An Art Preserved Through Generations
Ulysse Nardin is dedicated to preserving the intricate and historical art of enamelling. This delicate process, requiring exceptional skill and patience, produces stunningly detailed and vibrant watch dials that are truly works of art.

Enamelling is a rare and intricate decorative technique, mastered only by a handful of craftsmen, demanding unique skills at every step from preparation to application.
Bought by ULYSSE NARDIN in 2011, the Donzé Cadrans workshop in Le Locle has preserved this exceptional expertise. Its craftspeople have mastered age-old techniques including traditional enamelling, translucent enamels, cloisonné and champlevé. Each of these methods requires meticulous craftsmanship, ensuring that the resulting timepieces are not only functional but also artistically profound.
The process for all four techniques is similar: enamel is applied and fired at around 800 °C, in alternating layers and oven cycles. Traditional enamel dials are made by sprinkling enamel, while other techniques use water to apply the enamel with a brush. Donzé Cadrans offers an impressive palette of over 700 colour references, allowing for an extraordinary range of artistic expression and customization.

Techniques and processes

Grand Feu or traditional
Grand Feu or traditional enamel was introduced to watchmaking in the 17th century.
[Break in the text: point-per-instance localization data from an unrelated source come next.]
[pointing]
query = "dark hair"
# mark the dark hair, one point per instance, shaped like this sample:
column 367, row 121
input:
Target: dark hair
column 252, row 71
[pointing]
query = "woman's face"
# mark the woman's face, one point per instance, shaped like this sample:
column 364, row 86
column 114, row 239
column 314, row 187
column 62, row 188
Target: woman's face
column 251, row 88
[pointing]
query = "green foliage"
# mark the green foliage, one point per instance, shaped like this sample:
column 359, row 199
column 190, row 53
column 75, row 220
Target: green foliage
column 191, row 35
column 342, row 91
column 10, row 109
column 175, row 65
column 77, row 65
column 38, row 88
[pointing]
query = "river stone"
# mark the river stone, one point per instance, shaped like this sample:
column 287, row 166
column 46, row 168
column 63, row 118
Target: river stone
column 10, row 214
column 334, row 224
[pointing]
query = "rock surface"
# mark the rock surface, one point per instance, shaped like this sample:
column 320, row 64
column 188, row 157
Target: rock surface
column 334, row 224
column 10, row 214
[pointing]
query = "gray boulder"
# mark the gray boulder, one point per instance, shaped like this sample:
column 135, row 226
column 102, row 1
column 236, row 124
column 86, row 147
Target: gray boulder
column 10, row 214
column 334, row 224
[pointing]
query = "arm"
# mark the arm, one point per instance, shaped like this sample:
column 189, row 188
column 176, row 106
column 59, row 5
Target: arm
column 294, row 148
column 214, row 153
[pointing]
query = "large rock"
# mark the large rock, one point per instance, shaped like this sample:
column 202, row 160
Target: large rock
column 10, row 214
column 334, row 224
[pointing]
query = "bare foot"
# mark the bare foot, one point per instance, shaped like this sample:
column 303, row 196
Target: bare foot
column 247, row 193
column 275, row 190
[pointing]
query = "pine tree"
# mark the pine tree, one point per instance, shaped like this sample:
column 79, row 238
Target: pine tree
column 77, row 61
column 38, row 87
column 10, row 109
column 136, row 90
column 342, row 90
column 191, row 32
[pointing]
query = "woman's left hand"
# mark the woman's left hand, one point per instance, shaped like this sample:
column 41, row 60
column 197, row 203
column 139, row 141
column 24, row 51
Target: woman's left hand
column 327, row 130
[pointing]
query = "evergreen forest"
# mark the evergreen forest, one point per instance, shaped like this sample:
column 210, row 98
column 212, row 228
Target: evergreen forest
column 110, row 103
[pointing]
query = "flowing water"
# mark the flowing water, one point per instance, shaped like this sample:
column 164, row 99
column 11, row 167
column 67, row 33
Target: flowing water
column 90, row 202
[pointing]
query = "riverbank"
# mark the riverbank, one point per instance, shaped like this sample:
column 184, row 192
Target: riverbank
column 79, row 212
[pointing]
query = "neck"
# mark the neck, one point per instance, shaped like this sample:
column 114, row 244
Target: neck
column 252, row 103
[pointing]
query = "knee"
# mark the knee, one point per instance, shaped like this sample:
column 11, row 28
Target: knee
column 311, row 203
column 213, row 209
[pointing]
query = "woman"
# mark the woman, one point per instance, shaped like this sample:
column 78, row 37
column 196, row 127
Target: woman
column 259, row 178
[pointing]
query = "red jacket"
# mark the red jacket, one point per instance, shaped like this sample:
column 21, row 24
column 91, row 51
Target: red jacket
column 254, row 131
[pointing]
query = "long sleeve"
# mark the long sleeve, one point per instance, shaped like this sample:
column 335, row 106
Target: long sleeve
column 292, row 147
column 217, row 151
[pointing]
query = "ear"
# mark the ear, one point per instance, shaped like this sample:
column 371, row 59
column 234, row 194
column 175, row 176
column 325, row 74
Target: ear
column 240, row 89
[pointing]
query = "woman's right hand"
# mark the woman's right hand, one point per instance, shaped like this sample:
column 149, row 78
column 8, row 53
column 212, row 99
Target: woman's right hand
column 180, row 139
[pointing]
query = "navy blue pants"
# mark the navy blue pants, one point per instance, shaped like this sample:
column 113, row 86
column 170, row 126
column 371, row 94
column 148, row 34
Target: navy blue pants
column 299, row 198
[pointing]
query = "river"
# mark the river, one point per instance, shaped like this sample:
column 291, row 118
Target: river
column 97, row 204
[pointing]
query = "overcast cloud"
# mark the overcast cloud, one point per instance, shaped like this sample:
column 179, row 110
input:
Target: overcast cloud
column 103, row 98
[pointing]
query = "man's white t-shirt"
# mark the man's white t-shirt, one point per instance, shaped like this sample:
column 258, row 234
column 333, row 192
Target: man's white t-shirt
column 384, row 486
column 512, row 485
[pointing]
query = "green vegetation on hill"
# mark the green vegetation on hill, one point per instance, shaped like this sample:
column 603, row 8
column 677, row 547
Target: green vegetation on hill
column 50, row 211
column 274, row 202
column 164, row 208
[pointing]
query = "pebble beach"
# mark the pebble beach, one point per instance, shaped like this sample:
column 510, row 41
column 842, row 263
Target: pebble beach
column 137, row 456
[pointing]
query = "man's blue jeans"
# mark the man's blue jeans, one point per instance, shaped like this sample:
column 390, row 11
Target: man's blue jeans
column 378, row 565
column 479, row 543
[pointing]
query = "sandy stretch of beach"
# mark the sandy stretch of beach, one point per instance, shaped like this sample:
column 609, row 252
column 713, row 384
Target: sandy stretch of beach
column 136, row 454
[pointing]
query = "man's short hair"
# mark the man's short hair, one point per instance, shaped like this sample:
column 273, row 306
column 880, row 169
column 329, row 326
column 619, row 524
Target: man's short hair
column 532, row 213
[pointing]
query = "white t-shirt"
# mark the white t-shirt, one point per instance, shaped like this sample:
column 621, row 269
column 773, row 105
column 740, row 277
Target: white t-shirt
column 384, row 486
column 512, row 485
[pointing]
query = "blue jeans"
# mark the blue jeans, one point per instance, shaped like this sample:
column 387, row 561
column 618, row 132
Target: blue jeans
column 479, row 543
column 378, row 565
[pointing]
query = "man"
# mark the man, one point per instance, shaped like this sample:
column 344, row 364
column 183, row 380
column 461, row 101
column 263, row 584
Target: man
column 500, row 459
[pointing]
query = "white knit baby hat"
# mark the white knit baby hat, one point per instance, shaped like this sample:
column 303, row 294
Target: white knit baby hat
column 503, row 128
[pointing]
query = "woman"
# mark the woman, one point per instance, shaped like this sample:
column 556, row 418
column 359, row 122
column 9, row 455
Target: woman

This method involves applying enamel powder to a copper dial, which is then fired at around 800 °C. The high temperature fuses the enamel to the surface, creating a durable, glossy finish. This process is repeated several times to achieve the desired depth and lustre. The transfers are also made from enamel. The dials produced in this way have a special shine and offer unrivalled resistance to tarnishing. Each Grand Feu enamel dial is unique: its finish cannot be polished or altered once it has been fired, guaranteeing its authenticity and timeless beauty.

Guilloché and flinqué
Guilloché involves creating intricate, repetitive patterns on the dial using a guilloché lathe. These patterns are then covered with translucent enamel, which highlights the engraving beneath. Flinqué is a technique used to create decorations such as engravings, guilloché or other motifs on a stamp, which is then used to replicate these decorations by striking the dial plates. The enamel used is translucent or opalescent, allowing the intricate patterns to shine through. After the enamel is applied, the dial undergoes polishing, drilling, and other finishing processes to add the final touches to these refined dials.

Cloisonné
Cloisonné is a technique that appeared in the 1st century BC and consists of creating compartments or partitions using gold wire. These compartments are then filled with enamel and fired multiple times to achieve the desired depth and colour. The base plate is made of 18 or 22 carat gold and hand-engraved to give it a unique sparkle. The enamel must be applied very carefully in even layers on both sides of the partitions to prevent them from moving during firing. It generally takes four layers of enamel and six to eight firings to produce the desired effects. The final surface is then smoothed with a diamond file, vitrified and polished to perfection.

Champlevé
The champlevé technique dates back to Byzantine times, and is the perfect blend of two ancient craft traditions: engraving and enamelling. The engraver creates complex cavities and patterns in precious metal plates. The enameller carefully applies the various enamels inside these cavities. Once the enamel has been applied and polished, the engraver will chisel away the metal partitions to give the illusion of depth and 3 dimensions, a true trompe-l'œil creation that requires perfect mastery of the pressure exerted by the chisel and smooth, precise gestures to turn each dial into a genuine work of art.